Practical matters, rather than ideology, have determined our relations with our neighbours, including Pakistan. Changes in policy were triggered by negative reaction from our neighbours. Every possibility has been explored in different shades of our policy ranging from the tough Indira doctrine to the soft Gujral doctrine. No Government has advocated war as an option against Pakistan. The Kargil war came after the biggest peace offensive by the Vajpayee Government and, with all its tough talk, the Indian side refrained from crossing the Line of Control. A new Government may criticize Manmohan Singh’s “extra mile” policy, but it will not go beyond reciprocity, as war is no option between the two nuclear-armed neighbours.

Changes in nuances in Sri Lanka policy will depend on where the two Kazhagams will stand in the new dispensation. But even if a Prime Minister emerges from those two parties, there will only be war of words, not intervention on behalf of the Tamils. India has tried every trick in the book from equipping the LTTE to fighting it. New initiatives are hard to find when the Sri Lankan Government believes that it has solved the Tamil issue. The case is not dissimilar with the other neighbours. The more concessions we give, the more will be asked for, the more we deny, the more blackmailing will be resorted to. We shall see more of the same pressures and pulls under any Government in Delhi.

The Vajpayee Cabinet had at least one member, who characterized China as “enemy number one”. Vajpayee himself took Bill Clinton into confidence about the threat from China. But the same Government sought a strategic dialogue with China. Manmohan Singh has dealt with China with restraint despite provocations on the logic that China is too big to threaten India. The dragon may well have become vegetarian to make its rise peaceful. No political party has an alternate formula for China. A new Government may give defence preparedness more stress, but it will not be more assertive with China than its predecessor.

The relations with the US will be high priority for any Government, even the present one, if it comes back to power. It will look urgently into the points of irritation, but it will find soon that the issues are intractable. The grievances that the US has against India, like the nuclear liability act, the fighter aircraft issue and liberalization of the economy to protect the US interests are not easy to deal with. But friendly gestures in Asia Pacific, such as joint exercises with the US, Japan and Australia will offer sufficient compensation for the US. A new Government will have the advantage of being able to distance itself from the Khobragade fiasco and begin relations afresh. But any Government, even with participation of the left, will work hard to improve relations with the only Super Power.

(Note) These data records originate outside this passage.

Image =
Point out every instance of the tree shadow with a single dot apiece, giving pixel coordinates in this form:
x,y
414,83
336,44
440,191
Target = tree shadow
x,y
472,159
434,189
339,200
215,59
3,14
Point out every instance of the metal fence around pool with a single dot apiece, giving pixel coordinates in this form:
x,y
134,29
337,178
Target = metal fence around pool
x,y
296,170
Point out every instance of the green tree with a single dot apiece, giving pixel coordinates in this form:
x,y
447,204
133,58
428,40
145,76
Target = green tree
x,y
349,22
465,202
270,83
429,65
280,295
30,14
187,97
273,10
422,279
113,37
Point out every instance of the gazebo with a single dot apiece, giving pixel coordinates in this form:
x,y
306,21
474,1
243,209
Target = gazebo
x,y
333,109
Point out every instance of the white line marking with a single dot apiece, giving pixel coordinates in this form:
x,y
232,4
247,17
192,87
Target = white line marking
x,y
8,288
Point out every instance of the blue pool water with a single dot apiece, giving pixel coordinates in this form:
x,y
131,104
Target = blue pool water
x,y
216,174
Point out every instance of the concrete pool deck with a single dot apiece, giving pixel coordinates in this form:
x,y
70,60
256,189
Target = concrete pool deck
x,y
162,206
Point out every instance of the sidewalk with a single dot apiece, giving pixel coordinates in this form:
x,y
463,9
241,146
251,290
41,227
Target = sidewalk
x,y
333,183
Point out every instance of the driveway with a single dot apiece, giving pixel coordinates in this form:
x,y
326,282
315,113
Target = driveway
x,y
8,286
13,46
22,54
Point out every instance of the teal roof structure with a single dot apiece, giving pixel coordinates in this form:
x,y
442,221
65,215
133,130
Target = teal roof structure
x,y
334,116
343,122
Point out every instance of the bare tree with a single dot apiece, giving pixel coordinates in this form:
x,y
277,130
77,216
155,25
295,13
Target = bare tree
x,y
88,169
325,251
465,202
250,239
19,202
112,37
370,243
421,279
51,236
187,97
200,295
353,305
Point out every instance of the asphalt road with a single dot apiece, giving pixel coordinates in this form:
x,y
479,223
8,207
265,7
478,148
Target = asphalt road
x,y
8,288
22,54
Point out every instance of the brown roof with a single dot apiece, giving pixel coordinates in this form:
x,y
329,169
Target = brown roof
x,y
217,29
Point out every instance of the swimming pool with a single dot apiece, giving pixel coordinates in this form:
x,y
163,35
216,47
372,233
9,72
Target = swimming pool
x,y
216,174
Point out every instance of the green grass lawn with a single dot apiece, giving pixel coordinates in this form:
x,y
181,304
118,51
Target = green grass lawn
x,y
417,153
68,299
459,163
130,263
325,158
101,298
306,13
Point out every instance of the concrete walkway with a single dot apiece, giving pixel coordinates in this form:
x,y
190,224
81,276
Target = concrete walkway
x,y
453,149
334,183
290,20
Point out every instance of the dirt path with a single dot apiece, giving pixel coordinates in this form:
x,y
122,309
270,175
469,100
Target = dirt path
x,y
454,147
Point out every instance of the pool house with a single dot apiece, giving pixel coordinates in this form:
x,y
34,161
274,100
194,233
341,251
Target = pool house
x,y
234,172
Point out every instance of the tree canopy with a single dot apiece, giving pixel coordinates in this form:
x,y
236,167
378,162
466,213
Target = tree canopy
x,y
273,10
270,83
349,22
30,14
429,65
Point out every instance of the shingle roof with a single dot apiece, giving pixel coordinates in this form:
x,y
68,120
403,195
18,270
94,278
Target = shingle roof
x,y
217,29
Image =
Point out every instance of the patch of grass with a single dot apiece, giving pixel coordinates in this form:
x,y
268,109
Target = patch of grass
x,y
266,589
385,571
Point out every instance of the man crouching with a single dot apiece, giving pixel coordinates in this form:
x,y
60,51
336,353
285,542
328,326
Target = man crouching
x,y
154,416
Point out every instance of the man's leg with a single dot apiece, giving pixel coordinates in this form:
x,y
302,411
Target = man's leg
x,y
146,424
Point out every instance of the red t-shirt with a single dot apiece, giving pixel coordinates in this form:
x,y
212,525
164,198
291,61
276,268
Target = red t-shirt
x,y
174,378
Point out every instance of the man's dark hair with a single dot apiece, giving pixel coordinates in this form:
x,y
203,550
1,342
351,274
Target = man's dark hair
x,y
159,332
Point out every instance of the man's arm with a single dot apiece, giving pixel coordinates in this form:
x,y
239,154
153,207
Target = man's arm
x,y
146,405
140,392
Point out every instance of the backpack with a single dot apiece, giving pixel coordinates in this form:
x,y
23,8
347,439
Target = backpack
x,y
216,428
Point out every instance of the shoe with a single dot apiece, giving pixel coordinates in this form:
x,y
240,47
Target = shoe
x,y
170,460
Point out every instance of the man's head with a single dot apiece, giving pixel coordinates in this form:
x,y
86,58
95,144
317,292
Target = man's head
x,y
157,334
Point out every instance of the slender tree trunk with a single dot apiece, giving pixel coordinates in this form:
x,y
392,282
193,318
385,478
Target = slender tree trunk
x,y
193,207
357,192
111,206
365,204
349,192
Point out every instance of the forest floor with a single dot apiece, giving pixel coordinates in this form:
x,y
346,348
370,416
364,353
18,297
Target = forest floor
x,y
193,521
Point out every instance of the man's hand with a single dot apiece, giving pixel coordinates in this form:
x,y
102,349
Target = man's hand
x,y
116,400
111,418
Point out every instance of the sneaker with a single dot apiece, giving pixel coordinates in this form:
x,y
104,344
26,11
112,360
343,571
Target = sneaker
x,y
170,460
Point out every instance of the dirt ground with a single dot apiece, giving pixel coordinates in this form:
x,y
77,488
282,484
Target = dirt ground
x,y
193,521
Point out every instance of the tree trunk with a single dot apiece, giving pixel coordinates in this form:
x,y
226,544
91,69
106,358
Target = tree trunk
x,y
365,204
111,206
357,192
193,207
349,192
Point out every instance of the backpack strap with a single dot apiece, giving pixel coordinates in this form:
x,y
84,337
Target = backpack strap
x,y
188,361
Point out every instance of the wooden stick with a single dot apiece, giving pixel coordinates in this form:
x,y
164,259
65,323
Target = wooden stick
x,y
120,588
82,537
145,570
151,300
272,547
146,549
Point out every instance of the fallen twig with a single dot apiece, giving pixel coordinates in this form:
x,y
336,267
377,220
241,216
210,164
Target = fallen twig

Indications of institutional changes, hinted by some political parties, betray lack of insight. Diplomats have been handling economic and trade issues for years, but merging the External Affairs Ministry with the Trade Ministry will have adverse implications for both. Long term policy planning and strategic thinking, which, according to some American scholars, are lacking in India, will be tried, but soon routine issues will once again dominate foreign relations. No one disputes assigning a greater role for military leaders in policy and doctrines, but equally important is the civilian control of defence. Regional satraps may become prominent if we get a multiparty coalition, but they will not be allowed to dabble in foreign policy beyond a point.

Change will be part of the agenda of any Government that comes to power in India later this month. A dream foreign policy that enhances India’s power and prestige will be part of it. But, as Barrack Obama found out in the US, the power to change is not limitless, especially in foreign policy. Moreover, the wish lists that they will have to deal with domestically will be enormous and pressing. After the initial declarations of innovative policies potential policy makers will be hatching now, the new Government will reconcile themselves to the realities. It is likely to focus on the primary purpose of foreign policy, which is to ensure peaceful domestic development. The devil in the detail may change colours, but the framework will be hard to change.